Обед оказался даже не сносным, а вполне удовлетворительным. Гости хвалили и жаркое, и овощи, и необыкновенный картофель, а Мэри-Роуз улыбалась и даже как-то исхитрилась покраснеть от смущения.
Одна лишь Пенни то и дело замирала с вилкой или ложкой в руке, когда ей в голову приходили мысли о завтрашнем дне. Если бы только сегодняшний мирный вечер, который так скрасило присутствие Мартина, тянулся и тянулся, никак не переходя в тревожное завтра.
Как они встретятся с Эйданом? Что он скажет ей? Что скажет она ему? Она то решительно была настроена все прояснить, не отпускать его, пока не добьется ответа, то оставить прошлое прошлому, как она и говорила утром Флоренс. Так ничего и не решив, Пенни поднялась из-за стола, чтобы перейти в гостиную, где можно было пить чай, слушать вялую игру Миртл на рояле или играть в карты с тетушкой Пруденс, коротко говоря, отвлечься от этих бессмысленных переживаний.
От необходимости провести время в гостиной исключительно в женском обществе хозяйку избавила миссис Корделл. Флоренс сделала незаметный знак своему супругу, и Тревор Корделл объявил, что джентльмены достаточно выпили днем в пабе и могут присоединиться к леди в гостиной сразу же после обеда.
Мэри-Роуз немедленно принялась уговаривать доктора Говарда спеть с ней дуэтом, «как в беззаботные дни нашей юности». Судя по озадаченному выражению на лице Мартина, он не помнил этих беззаботных дней, но понимал, что проще согласиться, нежели вступать в пререкания с неутомимой миссис Окланд.
Флоренс взялась аккомпанировать им, а тетушка Пруденс, Тревор и Берни, донельзя довольный тем, что Мэри-Роуз его покинула, уселись за карточный стол.

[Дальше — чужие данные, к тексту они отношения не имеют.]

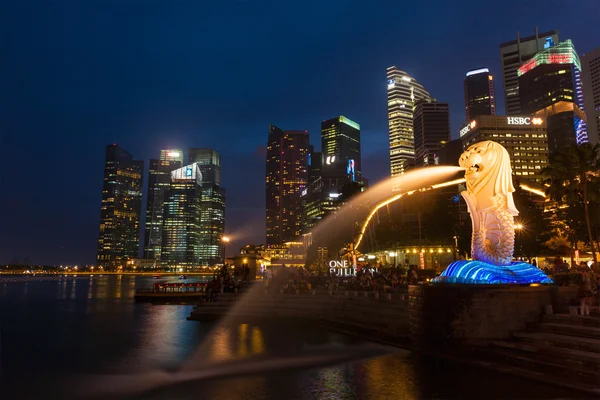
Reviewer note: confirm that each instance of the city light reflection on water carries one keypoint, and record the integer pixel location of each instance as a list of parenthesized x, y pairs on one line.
[(49, 341)]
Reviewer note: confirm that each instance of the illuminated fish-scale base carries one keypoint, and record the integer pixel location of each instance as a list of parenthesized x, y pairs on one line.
[(479, 272)]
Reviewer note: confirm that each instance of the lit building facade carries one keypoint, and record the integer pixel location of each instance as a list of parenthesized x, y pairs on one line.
[(286, 178), (480, 98), (121, 207), (591, 93), (212, 206), (340, 146), (159, 181), (551, 88), (524, 138), (513, 54), (403, 91), (181, 218), (432, 131)]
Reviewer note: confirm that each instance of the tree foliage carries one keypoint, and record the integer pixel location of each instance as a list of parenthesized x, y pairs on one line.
[(574, 183)]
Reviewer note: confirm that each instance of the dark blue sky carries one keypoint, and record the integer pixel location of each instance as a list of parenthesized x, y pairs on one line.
[(77, 75)]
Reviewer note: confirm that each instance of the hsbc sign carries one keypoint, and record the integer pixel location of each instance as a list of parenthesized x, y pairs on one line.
[(523, 121)]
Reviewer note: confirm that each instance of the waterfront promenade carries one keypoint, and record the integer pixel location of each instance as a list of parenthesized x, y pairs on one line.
[(556, 349)]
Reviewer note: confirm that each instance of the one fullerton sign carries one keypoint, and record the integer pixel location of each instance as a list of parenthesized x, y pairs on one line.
[(342, 268)]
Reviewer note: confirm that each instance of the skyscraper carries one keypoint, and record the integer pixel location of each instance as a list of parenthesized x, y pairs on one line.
[(181, 218), (340, 145), (159, 181), (432, 131), (403, 91), (286, 178), (591, 93), (212, 206), (551, 88), (524, 138), (333, 172), (479, 94), (515, 53), (119, 237)]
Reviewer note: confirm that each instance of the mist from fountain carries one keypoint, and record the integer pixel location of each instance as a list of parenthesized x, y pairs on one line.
[(200, 366)]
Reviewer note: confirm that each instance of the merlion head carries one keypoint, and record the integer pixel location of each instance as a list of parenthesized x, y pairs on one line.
[(487, 166)]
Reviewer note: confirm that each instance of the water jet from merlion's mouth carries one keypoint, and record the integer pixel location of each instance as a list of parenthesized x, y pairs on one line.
[(492, 209), (200, 366), (357, 209)]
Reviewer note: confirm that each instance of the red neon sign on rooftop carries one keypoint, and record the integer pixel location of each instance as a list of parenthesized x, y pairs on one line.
[(529, 65)]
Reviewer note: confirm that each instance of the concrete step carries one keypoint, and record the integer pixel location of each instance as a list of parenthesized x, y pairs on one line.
[(588, 331), (577, 359), (562, 372), (572, 319), (553, 339)]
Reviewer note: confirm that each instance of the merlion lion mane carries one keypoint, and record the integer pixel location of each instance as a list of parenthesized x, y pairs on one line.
[(490, 202)]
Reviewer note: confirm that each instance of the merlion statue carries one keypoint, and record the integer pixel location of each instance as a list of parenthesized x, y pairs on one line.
[(490, 202), (489, 199)]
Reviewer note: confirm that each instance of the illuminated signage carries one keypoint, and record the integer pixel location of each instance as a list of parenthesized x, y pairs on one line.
[(478, 71), (523, 121), (562, 53), (342, 268), (549, 42), (350, 169), (467, 128)]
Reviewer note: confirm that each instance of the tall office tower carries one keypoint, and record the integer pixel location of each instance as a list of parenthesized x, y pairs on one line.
[(515, 53), (524, 138), (181, 218), (286, 178), (212, 206), (340, 145), (403, 92), (119, 237), (479, 94), (315, 164), (591, 93), (159, 181), (432, 131), (551, 88)]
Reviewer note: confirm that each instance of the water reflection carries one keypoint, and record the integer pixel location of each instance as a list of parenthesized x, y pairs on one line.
[(98, 329)]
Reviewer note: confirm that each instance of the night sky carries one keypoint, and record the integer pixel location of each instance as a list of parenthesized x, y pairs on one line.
[(149, 75)]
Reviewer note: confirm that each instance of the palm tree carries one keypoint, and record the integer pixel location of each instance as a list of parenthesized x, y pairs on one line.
[(574, 179)]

Миртл устроилась в кресле с книгой, всем своим видом выражая скуку и недовольство. Она считала «забавы стариков» унылыми потугами представить, будто они все еще живут полной жизнью. Разве что, тетушка Мэри-Роуз вызывала восхищение Миртл своей живостью и умением привлечь всеобщее внимание.
Сидевшая у чайного стола в ожидании горничных с подносами Пенни искоса наблюдала за падчерицей. После смерти Хью, чрезмерно баловавшего единственную дочь, Миртл стала и вовсе неуправляемой. Дерзила мачехе и ее гостям и вела себя более или менее смирно только в присутствии тетушки Пруденс Эстор, старшей сестры ее покойной матери, от которой должна была унаследовать небольшой домик и кое-какие средства.